Ad Click Aggregator

Real-time aggregation systems for ad click analytics data.

Problem Statement & Constraints

Design a system to aggregate millions of ad click events in real-time to provide up-to-the-minute reporting for advertisers. The system must handle high-volume streams, filter out fraudulent or duplicate clicks, and ensure that click counts are accurate for billing purposes.

Functional Requirements

  • Aggregate clicks by ad ID and time window (e.g., 1 minute).
  • Detect and filter duplicate clicks.
  • Provide an API for real-time query results.

Non-Functional Requirements

  • Scale: 10 billion click events per day (peak 200k events/sec).
  • Latency: End-to-end data delay (event time to ingestion in report) < 1 minute.
  • Consistency: Exactly-once semantics for billing; hyper-accurate counts (probabilistic structures acceptable for pre-aggregation).
  • Availability: Robustness against regional outages or stream spikes.
  • Workload Profile:
    • Read:Write ratio: ~20:80
    • Peak throughput: 200k events/sec
    • Retention: 90 days hot, 1y archive

High-Level Architecture

graph LR SDK --> Ingest Ingest --> Kafka Kafka --> Dedup Dedup --> Agg Agg --> OLAP[(OLAP)] OLAP --> Query Kafka --> Fraud Fraud -.->|flag| Dedup

Stateless HTTP/gRPC APIs ingest events into Kafka. A two-stage deduplication (Bloom filter + Redis) filters duplicates before stream engines (Flink/Spark) perform 1-minute tumbling window aggregations. Final counts map to an OLAP store (ClickHouse/Druid), while a parallel fraud sidecar feeds corrections back to the dedup stage.

Data Design

Kafka topics buffer high-throughput temporary streams, partitioned by ad ID to guarantee ordering.
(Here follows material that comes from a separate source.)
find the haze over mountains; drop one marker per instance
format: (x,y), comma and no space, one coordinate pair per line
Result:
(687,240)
A columnar OLAP database tailored for real-time aggregations provides long-term reporting and sub-second roll-ups.

Message Stream (Kafka Topics)

TopicPartition KeyDescriptionRetention
raw_clicksclick_idOriginal event stream from SDK.7 days
ad_eventsad_idDeduplicated events for aggregation.24 hours
fraud_verdictsad_idML flags for retroactive subtraction.24 hours

Reporting Schema (OLAP - ClickHouse)

TableColumnTypeDescription
clicks_aggad_idUInt32 (PK)Unique advertisement ID.
window_tsDateTime (PK)1-min window start timestamp.
click_countAggregateFunctionRolling count for the window.
revenueDecimalSum of bid price for clicked ads.

Deep Dive & Trade-offs

Deep Dive

  • Exactly-once semantics: Kafka transactional producers and stream engine checkpointing ensure atomic cycles. Idempotent OLAP upserts guarantee end-to-end consistency.

  • Backpressure & flow control: Rate limits per advertiser throttle ingestion. Consumer lag thresholds trigger autoscaling to maintain a 1-minute freshness SLO.
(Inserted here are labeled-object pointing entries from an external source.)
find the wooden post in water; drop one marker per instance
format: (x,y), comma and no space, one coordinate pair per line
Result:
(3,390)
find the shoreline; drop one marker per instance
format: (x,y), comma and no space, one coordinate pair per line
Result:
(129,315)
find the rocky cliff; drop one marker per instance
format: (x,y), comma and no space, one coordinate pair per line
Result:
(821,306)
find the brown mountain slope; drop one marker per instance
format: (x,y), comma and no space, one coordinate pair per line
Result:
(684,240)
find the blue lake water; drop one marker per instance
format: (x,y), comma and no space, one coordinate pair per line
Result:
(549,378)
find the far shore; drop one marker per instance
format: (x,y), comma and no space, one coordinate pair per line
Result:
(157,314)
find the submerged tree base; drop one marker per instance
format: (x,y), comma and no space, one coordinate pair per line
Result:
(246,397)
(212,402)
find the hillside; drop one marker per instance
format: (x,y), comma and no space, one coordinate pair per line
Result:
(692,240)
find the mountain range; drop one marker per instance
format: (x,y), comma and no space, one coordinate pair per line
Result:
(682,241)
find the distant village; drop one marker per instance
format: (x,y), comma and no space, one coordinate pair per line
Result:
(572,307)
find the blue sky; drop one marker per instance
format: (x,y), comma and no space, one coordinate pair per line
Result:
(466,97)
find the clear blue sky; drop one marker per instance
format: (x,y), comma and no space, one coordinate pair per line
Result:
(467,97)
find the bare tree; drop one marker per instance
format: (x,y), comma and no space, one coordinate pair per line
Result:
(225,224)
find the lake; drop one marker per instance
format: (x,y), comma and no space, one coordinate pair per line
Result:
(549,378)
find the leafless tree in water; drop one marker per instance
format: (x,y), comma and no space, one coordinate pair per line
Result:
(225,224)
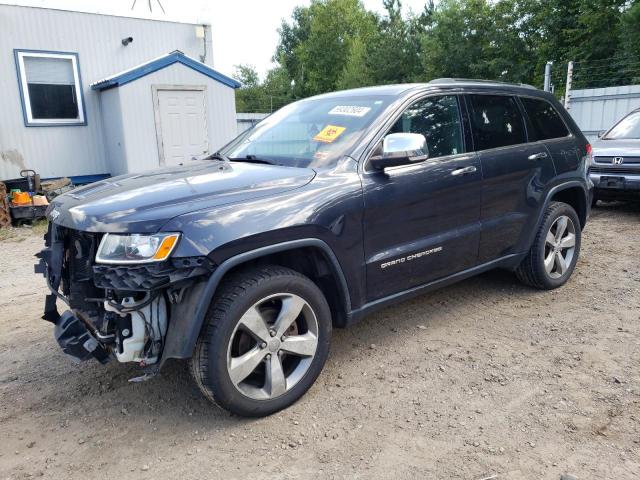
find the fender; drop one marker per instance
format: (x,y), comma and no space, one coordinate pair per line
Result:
(547,201)
(188,316)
  • Data reconciliation: Nightly batch jobs re-read raw events to validate real-time aggregates, generating adjustment records for discrepancies to ensure billing integrity.

Trade-offs

  • Bloom filter + Redis vs. Pure Redis: Two-stage is memory-efficient but allows rare duplicates; Pure Redis is exact but expensive in memory and I/O at 200k events/sec.

  • Tumbling vs. Sliding Windows: Tumbling is simpler and cheaper; Sliding provides smoother curves at the cost of higher CPU and state overhead.

  • Real-time vs. Batch Fraud Scoring: Real-time catches fraud early but adds latency/infra; Batch is simpler but results in temporary report inflation until correction runs.

Operational Excellence

SLIs / SLOs

  • SLO: 99% of click events are reflected in query results within 1 minute of event time.
  • SLO: 99.9% of query API requests return in < 500 ms.
  • SLIs: kafka_consumer_lag, aggregation_window_latency_p95, query_latency_p99, dedup_false_positive_rate, fraud_flag_rate.

Reliability & Resiliency

  • Verification: Replay historical Kafka topics to validate aggregation and late-event handling.
  • Chaos: Kill task managers mid-checkpoint to verify exactly-once recovery.
  • Load: Test ingestion at 2x peak traffic to validate backpressure and scaling.